Certificate rotation without backup

[e-gineer]

Description

In removeExpiringSelfIssuedCertificates(), when certificates are removed for regeneration, the old certificates are deleted without backup. If regeneration fails, users lose their certificates with no way to recover.

Severity

LOW - Data loss potential

Test Reference

Test: TestRemoveExpiringSelfIssuedCertificates in pkg/db/db_local/ssl_test.go:86 (skipped)

Suggested Fix

Create timestamped backups of old certificates before removal, similar to how database backups are retained.

Related Code

• pkg/db/db_local/ssl.go:33-63

[e-gineer]

Closing this issue as low priority after deeper analysis of the certificate rotation implementation.

Why the risk is minimal:

1. Self-issued certificates: These are locally-generated SSL certificates for the embedded Postgres database, not CA-issued certificates.
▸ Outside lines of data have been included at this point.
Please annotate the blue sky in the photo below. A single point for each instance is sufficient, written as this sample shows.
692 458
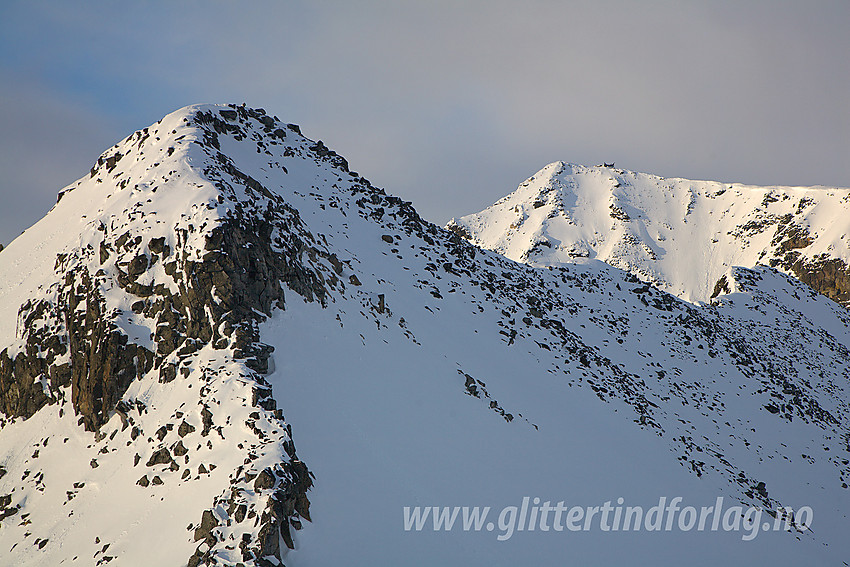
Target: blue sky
447 104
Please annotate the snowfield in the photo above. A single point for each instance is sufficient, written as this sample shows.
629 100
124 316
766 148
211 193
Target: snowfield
404 366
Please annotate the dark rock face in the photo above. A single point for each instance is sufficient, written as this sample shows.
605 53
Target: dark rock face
828 276
101 364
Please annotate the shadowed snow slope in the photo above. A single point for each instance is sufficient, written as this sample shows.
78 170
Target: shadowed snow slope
221 290
679 234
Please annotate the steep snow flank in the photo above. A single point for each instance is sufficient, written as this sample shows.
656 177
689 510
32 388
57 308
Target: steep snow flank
258 278
679 234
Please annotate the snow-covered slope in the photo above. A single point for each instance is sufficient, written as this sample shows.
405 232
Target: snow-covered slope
679 234
221 290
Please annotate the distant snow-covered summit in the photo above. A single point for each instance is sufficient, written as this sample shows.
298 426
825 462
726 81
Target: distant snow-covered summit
679 234
224 347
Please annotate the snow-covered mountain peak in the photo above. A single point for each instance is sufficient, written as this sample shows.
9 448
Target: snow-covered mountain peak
223 341
676 233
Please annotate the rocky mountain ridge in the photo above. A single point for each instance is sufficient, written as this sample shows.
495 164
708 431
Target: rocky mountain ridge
218 273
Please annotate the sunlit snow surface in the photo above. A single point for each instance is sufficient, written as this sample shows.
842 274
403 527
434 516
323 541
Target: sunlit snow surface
378 404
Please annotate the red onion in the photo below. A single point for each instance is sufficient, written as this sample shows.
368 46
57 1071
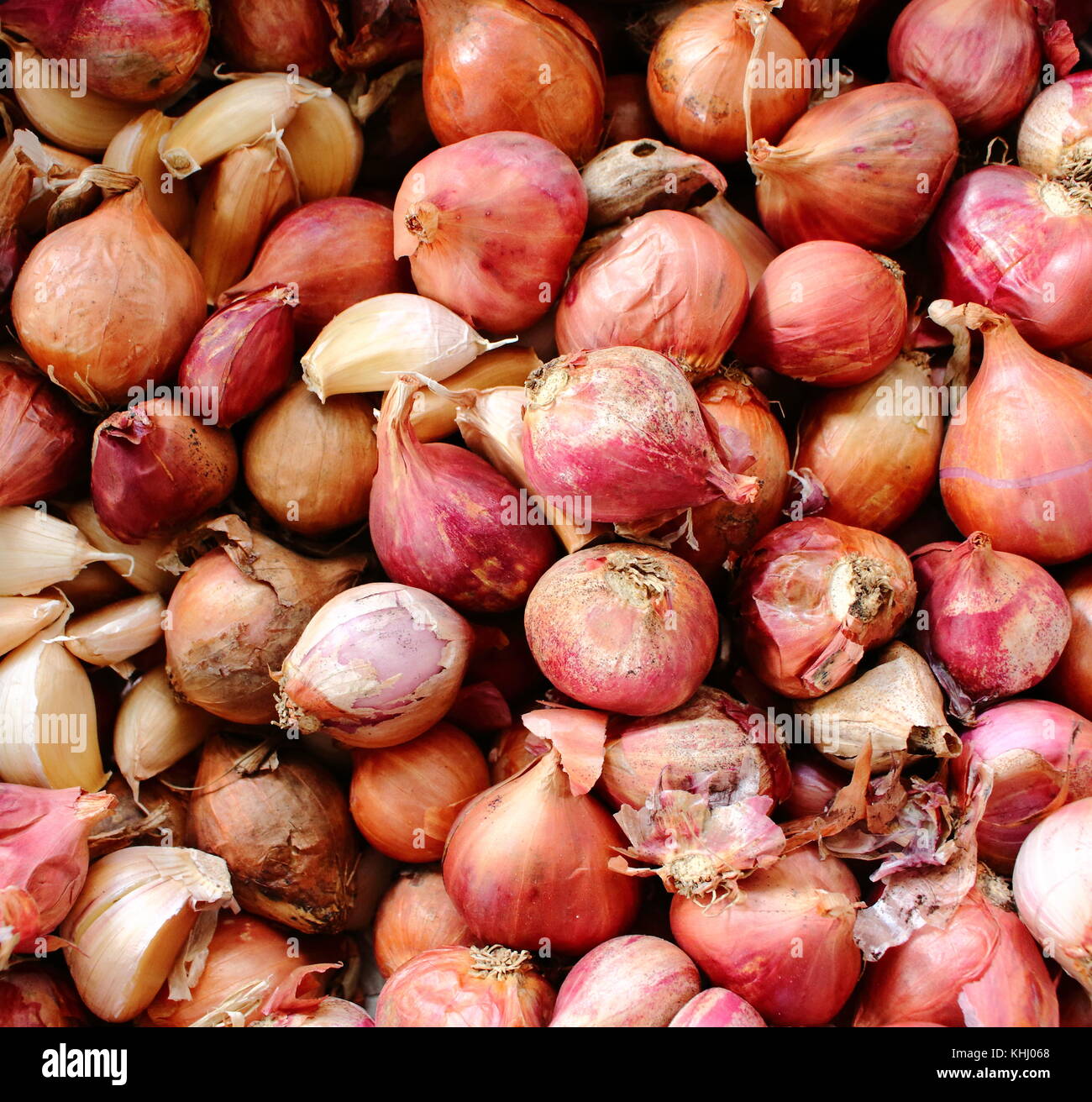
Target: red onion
377 666
982 968
43 440
490 225
444 520
827 312
626 628
711 733
629 982
1053 884
717 1007
456 986
155 469
335 253
1041 755
243 355
816 596
992 624
787 946
668 282
1017 463
622 429
869 168
1010 240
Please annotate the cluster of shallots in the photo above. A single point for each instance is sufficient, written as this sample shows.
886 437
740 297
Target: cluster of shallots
523 514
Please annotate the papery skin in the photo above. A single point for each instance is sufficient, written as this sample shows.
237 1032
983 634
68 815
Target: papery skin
336 251
632 981
470 46
527 860
668 282
826 312
490 225
1041 755
853 169
438 989
622 628
982 968
717 1007
1021 246
996 622
377 666
787 946
696 75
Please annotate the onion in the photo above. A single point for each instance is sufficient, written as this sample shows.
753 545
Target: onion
700 71
669 283
110 301
981 59
827 312
982 968
335 251
311 464
43 440
631 982
377 666
815 596
283 826
787 946
1008 240
414 916
236 613
992 624
406 798
622 429
134 50
629 629
711 733
717 1007
1056 133
869 168
1053 889
444 520
875 447
1041 755
458 986
526 862
490 225
473 48
1016 464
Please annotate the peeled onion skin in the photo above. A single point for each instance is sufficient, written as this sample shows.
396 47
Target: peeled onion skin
622 628
490 225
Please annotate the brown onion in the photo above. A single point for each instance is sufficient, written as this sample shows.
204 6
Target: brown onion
493 986
541 53
868 168
414 916
626 628
336 253
875 448
700 71
827 312
490 225
236 613
787 946
311 464
109 301
668 282
377 666
283 826
405 798
990 624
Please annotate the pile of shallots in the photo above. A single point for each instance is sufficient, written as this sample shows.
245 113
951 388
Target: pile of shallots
516 514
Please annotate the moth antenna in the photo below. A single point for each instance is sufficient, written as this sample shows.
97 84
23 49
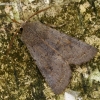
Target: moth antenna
38 12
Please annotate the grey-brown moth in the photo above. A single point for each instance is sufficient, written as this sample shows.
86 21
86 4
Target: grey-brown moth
54 51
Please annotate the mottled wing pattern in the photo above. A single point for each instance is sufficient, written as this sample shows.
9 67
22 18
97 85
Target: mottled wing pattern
53 52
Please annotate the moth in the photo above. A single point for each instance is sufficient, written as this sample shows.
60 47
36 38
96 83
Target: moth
53 51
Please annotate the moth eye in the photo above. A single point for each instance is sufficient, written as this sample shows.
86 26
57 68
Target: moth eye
21 29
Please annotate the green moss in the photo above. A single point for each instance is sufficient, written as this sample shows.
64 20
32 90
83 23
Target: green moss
20 78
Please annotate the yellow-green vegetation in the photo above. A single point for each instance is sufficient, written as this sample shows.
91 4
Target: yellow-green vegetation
20 78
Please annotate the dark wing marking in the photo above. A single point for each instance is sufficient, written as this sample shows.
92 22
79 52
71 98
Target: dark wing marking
53 52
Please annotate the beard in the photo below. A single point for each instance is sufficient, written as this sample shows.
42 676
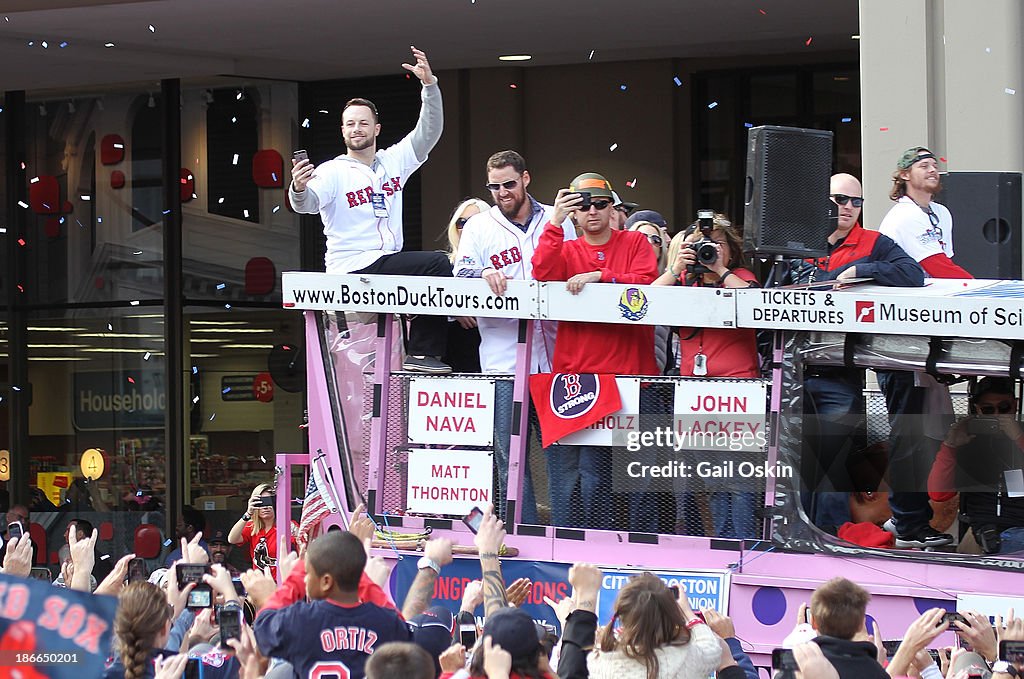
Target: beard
359 143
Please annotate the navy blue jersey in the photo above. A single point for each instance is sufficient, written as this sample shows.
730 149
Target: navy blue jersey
324 639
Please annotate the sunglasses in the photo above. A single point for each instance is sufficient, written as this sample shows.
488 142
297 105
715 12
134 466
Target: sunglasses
1003 408
508 185
843 199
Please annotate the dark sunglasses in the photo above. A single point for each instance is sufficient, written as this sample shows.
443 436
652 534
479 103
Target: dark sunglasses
1003 408
843 199
508 185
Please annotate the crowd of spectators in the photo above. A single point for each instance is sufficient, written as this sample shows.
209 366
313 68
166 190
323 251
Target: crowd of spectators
332 616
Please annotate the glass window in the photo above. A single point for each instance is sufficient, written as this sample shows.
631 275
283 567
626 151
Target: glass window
232 138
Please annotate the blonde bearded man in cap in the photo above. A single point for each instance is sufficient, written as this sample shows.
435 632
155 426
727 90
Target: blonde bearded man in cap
601 254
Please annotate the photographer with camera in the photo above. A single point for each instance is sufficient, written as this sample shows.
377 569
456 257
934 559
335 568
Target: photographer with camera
712 256
982 458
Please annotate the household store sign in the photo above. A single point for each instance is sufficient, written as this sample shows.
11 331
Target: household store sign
121 399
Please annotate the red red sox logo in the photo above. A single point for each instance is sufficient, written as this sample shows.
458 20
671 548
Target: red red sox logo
505 257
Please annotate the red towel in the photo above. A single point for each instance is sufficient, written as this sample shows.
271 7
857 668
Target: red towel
866 535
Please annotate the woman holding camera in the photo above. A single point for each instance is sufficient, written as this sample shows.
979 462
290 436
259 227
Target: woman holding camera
712 256
258 528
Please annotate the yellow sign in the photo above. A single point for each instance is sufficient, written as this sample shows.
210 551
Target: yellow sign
92 464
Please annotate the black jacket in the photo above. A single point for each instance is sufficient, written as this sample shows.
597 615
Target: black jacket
853 660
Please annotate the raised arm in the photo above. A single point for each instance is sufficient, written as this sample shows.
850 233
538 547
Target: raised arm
431 122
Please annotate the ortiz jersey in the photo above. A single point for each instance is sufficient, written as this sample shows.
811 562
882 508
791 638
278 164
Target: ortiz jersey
324 639
360 206
491 241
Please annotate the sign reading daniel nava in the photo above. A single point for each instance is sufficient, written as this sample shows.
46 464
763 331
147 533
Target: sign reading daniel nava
451 412
449 481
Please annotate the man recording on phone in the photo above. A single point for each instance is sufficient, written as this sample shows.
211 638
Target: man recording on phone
982 458
358 197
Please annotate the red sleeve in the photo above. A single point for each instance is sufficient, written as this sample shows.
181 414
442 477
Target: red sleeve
292 590
642 263
940 266
941 480
548 261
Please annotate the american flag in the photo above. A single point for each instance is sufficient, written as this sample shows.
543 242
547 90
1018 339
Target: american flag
316 505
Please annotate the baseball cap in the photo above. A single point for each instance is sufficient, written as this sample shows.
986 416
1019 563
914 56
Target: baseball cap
593 182
514 631
620 203
432 631
969 666
646 215
911 156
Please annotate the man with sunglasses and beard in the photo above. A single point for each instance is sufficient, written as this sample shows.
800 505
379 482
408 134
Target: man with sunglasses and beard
835 401
496 246
980 458
358 197
920 408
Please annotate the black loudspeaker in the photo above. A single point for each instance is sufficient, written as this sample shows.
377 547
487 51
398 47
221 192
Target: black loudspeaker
786 205
986 210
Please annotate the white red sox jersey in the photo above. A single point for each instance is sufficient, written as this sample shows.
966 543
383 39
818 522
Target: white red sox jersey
911 228
491 241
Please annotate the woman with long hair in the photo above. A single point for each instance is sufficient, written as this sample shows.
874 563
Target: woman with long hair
140 630
258 528
464 337
652 634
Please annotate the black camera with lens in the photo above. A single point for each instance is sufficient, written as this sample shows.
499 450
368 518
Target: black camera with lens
706 248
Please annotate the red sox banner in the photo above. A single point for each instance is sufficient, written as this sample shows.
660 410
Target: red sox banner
567 402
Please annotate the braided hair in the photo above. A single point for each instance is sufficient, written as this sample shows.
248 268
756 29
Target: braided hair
142 616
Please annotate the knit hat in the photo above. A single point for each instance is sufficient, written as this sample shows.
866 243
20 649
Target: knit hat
514 631
597 185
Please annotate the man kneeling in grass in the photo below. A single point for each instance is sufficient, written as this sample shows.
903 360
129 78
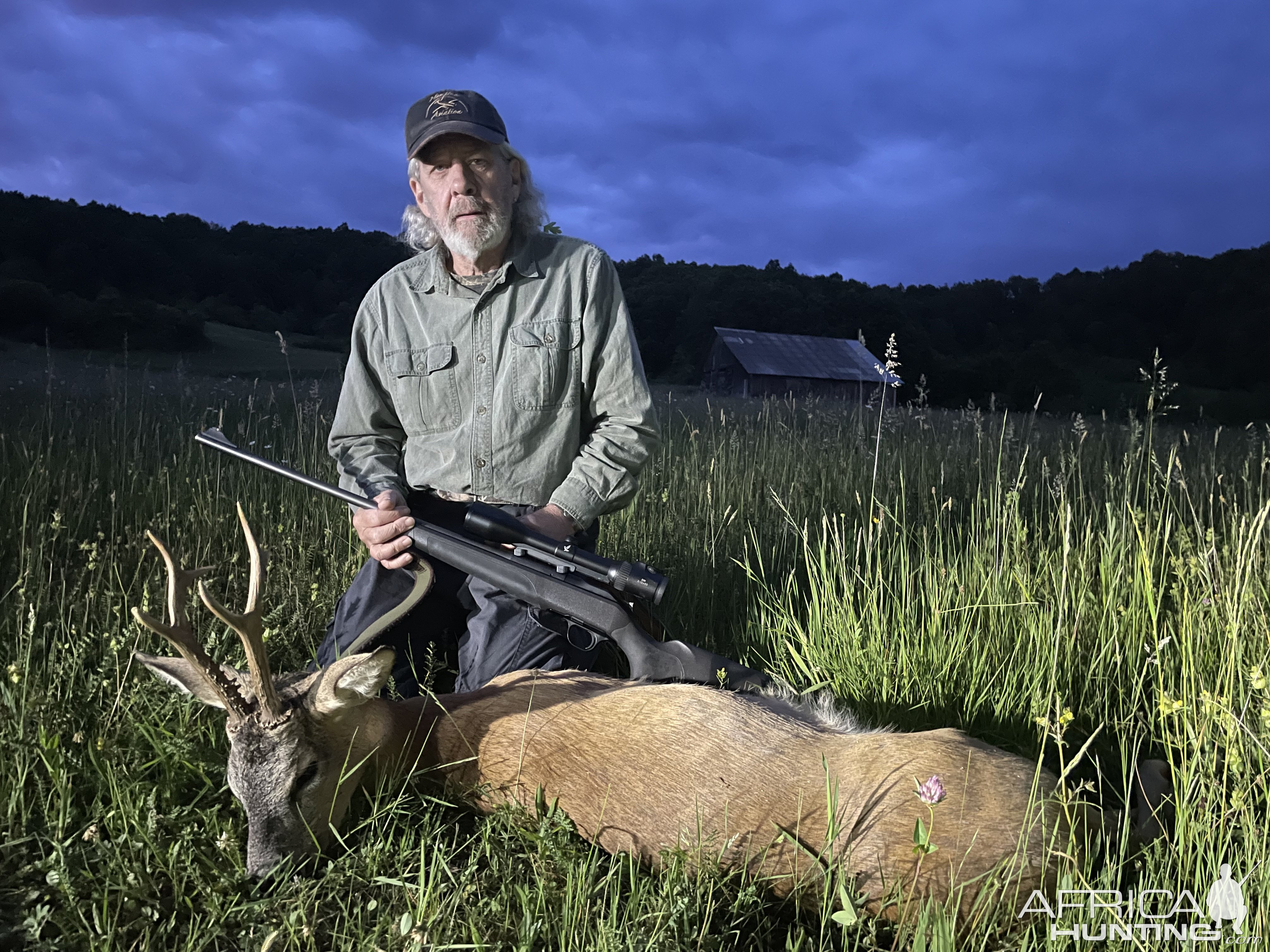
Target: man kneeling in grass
497 365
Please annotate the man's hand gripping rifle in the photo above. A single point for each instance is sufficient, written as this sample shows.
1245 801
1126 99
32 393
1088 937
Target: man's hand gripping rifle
558 577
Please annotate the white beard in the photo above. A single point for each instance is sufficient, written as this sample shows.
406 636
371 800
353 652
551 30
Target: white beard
484 233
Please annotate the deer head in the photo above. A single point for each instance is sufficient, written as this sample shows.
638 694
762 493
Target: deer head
300 743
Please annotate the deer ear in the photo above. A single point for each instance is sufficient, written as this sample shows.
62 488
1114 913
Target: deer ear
185 677
352 681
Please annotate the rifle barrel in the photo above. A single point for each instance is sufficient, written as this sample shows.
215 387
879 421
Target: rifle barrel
216 440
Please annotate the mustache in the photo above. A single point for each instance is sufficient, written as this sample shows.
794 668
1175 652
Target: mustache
470 206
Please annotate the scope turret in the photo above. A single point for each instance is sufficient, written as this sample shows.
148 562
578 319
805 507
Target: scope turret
493 525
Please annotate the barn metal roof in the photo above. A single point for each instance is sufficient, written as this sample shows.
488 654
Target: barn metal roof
799 356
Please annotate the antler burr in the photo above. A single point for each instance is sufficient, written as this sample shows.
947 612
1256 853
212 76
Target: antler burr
249 626
180 634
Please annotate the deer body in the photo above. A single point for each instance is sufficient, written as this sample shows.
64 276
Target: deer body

They can be regenerated at any time.

2. Root private key persists: Looking at removeAllCertificates() in ssl.go:98-108, the root private key is intentionally NOT deleted during rotation:

   // remove the root cert (but not key)
   if err := os.Remove(filepaths.GetRootCertLocation()); err != nil {
       return err
   }

   This ensures continuity - new certificates can be generated with the same root key.

3. Regeneration failures would also prevent backups: Common failure scenarios (disk full, permission issues) would equally prevent writing backup files.

4. No irreplaceable data at risk: Unlike user data or externally-issued certificates, these self-signed certificates are ephemeral by design.

Certificate lifecycle:

• Root CA: Expires year 9999 (essentially never)
• Server cert: Expires in 3 years, rotates at 75% lifetime
• Both can be regenerated on-demand using standard crypto libraries

Assessment:
While the suggested fix follows general backup best practices, it adds complexity for minimal practical benefit. The certificates are designed to be regenerable, and the root key persistence ensures smooth rotation.

Marking as low priority / won't fix to focus on more impactful improvements.